Fue en el bloque que hubo más coincidencias porque todos los alcaldables estuvieron de acuerdo en que hay que bajar emisiones contaminantes sí o sí. El peso del transporte público y el privado fueron los matices. Artadi  se mostró a favor de cierta restricción del vehículo privado y, sobre todo, de la intermodalidad del transporte público. Acabar la línea 9 del metro tuvo quórum. Colau destacó que la contaminación es la causante de mas de 300 muertes prematuras anuales y exhibió lo realizado en este mandato por su gobierno: recuperar la inversión en transporte público, duplicar los carriles bici, haber puesto en marcha una empresa eléctrica pública y el modelo de las superillas de pacificación. "Y el tranvía que cuando se una desplazará a 12.000 coches", remachó.
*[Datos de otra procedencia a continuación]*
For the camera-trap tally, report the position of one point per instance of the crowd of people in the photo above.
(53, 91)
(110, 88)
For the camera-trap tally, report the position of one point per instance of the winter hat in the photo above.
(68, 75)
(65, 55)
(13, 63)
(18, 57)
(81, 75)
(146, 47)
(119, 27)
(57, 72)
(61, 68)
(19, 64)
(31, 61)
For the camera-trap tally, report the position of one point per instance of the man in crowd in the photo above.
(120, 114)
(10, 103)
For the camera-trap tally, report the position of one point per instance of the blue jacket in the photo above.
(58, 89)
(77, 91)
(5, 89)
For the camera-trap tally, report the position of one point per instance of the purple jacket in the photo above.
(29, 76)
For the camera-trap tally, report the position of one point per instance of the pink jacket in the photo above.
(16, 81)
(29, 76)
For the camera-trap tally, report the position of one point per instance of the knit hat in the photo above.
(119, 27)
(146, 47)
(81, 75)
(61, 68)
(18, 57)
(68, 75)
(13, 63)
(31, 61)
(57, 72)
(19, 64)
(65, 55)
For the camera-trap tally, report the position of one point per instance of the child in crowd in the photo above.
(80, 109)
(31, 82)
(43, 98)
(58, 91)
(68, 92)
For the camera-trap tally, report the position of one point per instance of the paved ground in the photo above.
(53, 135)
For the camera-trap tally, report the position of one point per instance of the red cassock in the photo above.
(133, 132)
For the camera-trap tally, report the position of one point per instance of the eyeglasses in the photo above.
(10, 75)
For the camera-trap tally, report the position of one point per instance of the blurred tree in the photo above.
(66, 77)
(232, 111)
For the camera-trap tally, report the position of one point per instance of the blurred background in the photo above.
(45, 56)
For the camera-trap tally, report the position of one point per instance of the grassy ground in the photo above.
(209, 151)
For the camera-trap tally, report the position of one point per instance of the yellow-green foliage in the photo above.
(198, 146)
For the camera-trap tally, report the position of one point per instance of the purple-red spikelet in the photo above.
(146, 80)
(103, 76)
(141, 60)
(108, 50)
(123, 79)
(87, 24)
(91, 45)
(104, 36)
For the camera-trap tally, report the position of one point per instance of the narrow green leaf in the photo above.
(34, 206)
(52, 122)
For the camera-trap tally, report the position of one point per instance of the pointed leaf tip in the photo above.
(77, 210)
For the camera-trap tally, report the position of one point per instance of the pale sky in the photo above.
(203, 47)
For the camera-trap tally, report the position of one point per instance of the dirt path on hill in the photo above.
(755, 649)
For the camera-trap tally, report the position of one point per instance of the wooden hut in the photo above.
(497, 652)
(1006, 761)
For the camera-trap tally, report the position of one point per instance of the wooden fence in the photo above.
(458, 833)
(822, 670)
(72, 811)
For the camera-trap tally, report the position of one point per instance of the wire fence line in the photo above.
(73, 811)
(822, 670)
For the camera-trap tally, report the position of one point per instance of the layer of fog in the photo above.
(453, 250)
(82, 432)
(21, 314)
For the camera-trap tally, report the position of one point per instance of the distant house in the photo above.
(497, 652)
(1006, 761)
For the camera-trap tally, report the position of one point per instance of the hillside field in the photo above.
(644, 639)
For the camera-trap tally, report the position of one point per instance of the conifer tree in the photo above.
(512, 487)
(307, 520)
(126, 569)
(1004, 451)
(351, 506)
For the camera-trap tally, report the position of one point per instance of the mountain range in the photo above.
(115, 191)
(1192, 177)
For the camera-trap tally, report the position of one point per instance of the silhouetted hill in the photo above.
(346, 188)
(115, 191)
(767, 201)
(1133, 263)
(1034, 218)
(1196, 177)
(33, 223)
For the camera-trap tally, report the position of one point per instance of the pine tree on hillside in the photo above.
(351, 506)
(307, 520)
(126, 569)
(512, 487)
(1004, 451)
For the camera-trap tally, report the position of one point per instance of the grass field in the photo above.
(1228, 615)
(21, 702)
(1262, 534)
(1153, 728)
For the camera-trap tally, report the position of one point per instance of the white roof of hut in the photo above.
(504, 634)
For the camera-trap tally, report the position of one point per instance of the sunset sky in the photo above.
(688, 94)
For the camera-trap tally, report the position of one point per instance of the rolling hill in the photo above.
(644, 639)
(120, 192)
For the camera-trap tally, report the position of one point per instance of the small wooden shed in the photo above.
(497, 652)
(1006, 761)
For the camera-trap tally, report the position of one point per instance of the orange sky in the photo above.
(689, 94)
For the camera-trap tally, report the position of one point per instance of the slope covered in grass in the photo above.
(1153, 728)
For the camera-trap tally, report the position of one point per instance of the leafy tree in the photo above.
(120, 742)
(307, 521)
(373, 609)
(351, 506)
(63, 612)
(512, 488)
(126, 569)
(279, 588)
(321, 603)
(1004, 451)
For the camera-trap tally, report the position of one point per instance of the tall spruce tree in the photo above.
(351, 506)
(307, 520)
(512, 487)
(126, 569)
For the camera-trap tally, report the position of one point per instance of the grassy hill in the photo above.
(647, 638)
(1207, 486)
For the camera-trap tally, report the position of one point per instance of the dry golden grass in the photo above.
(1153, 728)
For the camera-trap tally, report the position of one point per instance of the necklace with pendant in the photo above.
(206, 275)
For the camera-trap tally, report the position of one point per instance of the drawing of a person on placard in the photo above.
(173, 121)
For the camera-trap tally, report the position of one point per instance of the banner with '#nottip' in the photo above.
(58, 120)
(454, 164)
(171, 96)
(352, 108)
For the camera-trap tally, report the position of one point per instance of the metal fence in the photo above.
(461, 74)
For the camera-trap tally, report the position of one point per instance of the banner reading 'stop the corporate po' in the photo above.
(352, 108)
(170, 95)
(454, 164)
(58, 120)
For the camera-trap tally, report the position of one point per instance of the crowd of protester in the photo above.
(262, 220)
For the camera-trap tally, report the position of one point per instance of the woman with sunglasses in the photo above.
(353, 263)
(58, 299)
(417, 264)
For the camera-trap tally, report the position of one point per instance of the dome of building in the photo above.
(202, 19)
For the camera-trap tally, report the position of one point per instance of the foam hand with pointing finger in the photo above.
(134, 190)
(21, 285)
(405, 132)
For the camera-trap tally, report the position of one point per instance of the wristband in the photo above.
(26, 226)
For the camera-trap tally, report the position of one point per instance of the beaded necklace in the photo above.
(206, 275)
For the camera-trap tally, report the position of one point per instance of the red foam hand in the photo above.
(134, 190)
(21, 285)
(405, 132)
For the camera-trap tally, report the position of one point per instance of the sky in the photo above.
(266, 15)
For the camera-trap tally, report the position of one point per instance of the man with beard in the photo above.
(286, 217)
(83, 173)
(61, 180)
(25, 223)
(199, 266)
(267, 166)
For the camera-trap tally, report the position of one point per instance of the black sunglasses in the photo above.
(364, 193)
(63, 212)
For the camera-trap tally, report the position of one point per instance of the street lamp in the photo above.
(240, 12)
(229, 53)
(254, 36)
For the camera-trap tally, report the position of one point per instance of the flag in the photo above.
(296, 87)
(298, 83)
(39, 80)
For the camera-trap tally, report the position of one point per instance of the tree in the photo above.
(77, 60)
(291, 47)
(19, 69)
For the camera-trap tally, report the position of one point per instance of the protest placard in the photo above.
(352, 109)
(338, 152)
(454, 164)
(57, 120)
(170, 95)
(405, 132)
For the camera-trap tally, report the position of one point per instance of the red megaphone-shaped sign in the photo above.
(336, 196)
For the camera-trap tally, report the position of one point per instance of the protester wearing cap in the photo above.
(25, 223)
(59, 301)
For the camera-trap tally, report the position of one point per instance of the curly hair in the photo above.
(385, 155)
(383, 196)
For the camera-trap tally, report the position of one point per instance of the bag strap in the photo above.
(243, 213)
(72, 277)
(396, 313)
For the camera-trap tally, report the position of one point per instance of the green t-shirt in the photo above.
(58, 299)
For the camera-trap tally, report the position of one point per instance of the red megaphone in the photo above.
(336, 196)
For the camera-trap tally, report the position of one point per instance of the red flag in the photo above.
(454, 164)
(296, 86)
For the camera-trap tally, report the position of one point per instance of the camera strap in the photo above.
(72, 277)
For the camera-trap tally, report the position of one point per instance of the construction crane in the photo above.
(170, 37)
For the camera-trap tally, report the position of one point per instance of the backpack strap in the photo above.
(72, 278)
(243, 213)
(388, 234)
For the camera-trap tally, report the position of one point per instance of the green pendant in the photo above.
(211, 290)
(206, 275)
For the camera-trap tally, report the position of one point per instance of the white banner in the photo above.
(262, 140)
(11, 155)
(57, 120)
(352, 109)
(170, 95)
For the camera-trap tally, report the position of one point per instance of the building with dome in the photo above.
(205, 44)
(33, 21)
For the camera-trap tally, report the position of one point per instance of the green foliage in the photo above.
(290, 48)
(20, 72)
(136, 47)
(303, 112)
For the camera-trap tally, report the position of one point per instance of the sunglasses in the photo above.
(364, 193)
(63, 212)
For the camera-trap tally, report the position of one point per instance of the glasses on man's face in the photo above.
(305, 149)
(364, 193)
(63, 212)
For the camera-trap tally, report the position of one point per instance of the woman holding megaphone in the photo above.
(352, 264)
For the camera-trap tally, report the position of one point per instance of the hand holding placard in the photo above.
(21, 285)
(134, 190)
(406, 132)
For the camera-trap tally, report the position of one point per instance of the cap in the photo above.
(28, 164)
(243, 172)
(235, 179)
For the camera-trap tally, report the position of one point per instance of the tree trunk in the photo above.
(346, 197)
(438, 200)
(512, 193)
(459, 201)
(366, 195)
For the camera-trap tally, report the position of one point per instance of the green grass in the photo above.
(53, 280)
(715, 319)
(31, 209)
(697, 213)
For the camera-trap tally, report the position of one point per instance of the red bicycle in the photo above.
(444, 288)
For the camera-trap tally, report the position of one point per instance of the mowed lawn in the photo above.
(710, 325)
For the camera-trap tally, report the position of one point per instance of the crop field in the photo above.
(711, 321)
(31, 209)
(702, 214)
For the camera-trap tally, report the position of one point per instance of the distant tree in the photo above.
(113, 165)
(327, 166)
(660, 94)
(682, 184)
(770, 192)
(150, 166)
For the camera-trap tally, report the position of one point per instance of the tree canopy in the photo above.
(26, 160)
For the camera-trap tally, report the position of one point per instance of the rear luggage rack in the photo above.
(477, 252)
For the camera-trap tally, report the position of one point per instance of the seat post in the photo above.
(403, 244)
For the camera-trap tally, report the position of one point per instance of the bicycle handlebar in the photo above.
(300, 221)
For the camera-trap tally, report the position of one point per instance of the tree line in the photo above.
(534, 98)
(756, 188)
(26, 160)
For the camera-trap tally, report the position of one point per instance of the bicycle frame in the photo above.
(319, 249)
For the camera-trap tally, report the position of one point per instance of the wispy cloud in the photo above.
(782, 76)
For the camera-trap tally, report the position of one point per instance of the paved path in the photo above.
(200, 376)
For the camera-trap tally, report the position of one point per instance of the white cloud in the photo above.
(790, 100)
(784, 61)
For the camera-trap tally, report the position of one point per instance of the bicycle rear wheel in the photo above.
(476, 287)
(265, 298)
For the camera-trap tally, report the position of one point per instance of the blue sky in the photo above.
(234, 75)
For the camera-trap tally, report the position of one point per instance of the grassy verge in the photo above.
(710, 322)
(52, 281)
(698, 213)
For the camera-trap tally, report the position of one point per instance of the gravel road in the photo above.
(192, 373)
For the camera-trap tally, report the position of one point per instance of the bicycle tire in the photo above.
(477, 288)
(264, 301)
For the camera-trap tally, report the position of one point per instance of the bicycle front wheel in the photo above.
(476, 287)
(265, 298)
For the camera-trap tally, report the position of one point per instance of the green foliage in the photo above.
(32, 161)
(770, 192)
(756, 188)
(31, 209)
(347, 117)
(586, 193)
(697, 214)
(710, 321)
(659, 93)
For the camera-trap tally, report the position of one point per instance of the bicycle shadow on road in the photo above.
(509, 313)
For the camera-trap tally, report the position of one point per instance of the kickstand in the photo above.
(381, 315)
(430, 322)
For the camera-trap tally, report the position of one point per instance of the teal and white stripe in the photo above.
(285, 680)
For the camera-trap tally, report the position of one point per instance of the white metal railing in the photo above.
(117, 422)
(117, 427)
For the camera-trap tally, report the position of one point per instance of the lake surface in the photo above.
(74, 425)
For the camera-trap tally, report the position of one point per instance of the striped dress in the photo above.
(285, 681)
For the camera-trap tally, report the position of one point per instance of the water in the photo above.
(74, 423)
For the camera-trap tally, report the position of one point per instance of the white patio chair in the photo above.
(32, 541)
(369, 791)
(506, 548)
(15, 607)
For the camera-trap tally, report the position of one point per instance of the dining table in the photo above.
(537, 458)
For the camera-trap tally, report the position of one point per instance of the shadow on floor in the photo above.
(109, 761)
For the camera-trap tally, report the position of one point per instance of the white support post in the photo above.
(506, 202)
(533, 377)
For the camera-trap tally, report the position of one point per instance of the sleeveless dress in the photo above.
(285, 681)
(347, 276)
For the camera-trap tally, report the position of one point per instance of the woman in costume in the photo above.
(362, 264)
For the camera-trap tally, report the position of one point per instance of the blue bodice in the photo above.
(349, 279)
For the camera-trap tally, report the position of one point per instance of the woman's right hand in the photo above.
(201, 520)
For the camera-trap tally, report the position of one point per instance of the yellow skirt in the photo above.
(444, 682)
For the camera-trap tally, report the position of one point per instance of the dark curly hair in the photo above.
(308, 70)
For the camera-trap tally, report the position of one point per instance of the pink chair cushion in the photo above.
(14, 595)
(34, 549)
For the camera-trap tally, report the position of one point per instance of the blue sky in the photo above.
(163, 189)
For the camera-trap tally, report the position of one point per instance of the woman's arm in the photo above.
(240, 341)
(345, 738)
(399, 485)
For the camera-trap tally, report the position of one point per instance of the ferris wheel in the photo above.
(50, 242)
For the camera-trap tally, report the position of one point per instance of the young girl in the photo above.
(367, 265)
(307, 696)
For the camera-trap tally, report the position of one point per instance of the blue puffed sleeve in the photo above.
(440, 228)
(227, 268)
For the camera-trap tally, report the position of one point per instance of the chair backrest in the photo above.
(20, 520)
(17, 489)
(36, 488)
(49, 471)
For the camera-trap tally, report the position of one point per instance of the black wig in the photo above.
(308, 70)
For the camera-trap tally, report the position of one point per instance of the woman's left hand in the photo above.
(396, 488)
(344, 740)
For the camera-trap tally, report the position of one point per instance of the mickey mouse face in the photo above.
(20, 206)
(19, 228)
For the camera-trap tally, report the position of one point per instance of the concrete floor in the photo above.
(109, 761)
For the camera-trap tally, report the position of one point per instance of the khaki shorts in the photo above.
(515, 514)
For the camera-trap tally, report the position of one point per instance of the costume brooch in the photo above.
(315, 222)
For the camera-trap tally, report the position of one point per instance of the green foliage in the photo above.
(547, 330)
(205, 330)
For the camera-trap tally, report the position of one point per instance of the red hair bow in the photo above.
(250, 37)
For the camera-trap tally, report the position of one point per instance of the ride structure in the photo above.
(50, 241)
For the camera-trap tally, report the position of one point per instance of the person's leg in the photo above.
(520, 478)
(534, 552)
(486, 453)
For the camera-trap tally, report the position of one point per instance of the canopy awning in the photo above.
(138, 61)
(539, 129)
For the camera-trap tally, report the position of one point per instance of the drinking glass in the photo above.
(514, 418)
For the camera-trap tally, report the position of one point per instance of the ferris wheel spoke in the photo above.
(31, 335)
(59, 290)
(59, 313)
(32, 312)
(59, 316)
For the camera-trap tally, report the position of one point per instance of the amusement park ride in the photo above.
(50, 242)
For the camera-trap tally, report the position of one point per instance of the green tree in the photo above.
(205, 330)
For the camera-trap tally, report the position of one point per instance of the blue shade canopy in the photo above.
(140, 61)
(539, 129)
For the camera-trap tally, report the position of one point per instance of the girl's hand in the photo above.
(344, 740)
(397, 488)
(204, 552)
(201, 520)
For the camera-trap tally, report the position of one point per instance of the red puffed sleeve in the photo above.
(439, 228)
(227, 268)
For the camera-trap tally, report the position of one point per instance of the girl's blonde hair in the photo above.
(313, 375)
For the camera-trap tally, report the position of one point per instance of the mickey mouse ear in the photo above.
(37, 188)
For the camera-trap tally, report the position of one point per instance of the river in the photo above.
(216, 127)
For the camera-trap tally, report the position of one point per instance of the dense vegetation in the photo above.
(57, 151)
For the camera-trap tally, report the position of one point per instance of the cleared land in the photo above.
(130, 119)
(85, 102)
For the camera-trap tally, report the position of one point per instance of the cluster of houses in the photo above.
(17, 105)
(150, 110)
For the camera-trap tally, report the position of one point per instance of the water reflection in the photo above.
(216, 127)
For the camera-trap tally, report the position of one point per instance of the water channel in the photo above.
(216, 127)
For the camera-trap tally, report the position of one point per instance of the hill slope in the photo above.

El candidato popular puso el acento en la convivencia de toda la movilidad, incluida la del vehículo privado "pero hacen falta más aparcamientos disuasorios en la entrada de la ciudad". Valls reclamó un gran pacto entre las administraciones para mejorar la oferta intermodal del transporte público y Maragall apuntó que la estrategia en la movilidad pasa por lograr que cualquier distancia dentro del área metropolitana se pueda realizar en un máximo de 30 minutos en transporte público.

Seguridad

Con la seguridad ocurrió algo similar: todos los candidatos atacaron a la alcaldesa Ada Colau por el hecho de que la seguridad sea el mayor problema según el barómetro del Ayuntamiento. La alcaldesa ha defendido que la ciudad solo tiene dos problemas específicos con el narcotráfico y los hurtos. Y ha aprovechado para cargar contra lo que considera una negligencia del consejero Miquel Buch. "Me consta que reconoce en privado: 'Es cosa de Colau y no la pienso ayudar", dijo la alcaldesa, algo que causó la indignación de Artadi.

Bou, por su parte, consideró que la Guardia Urbana tiene un problema de autoestima, que está minada por el poco respaldo que ha recibido por parte de la alcaldesa. Collboni recordó que el exdirector de la policía Albert Batlle está en su lista y se encargará de llevar la carpeta de seguridad si los socialistas llegan a la alcaldía.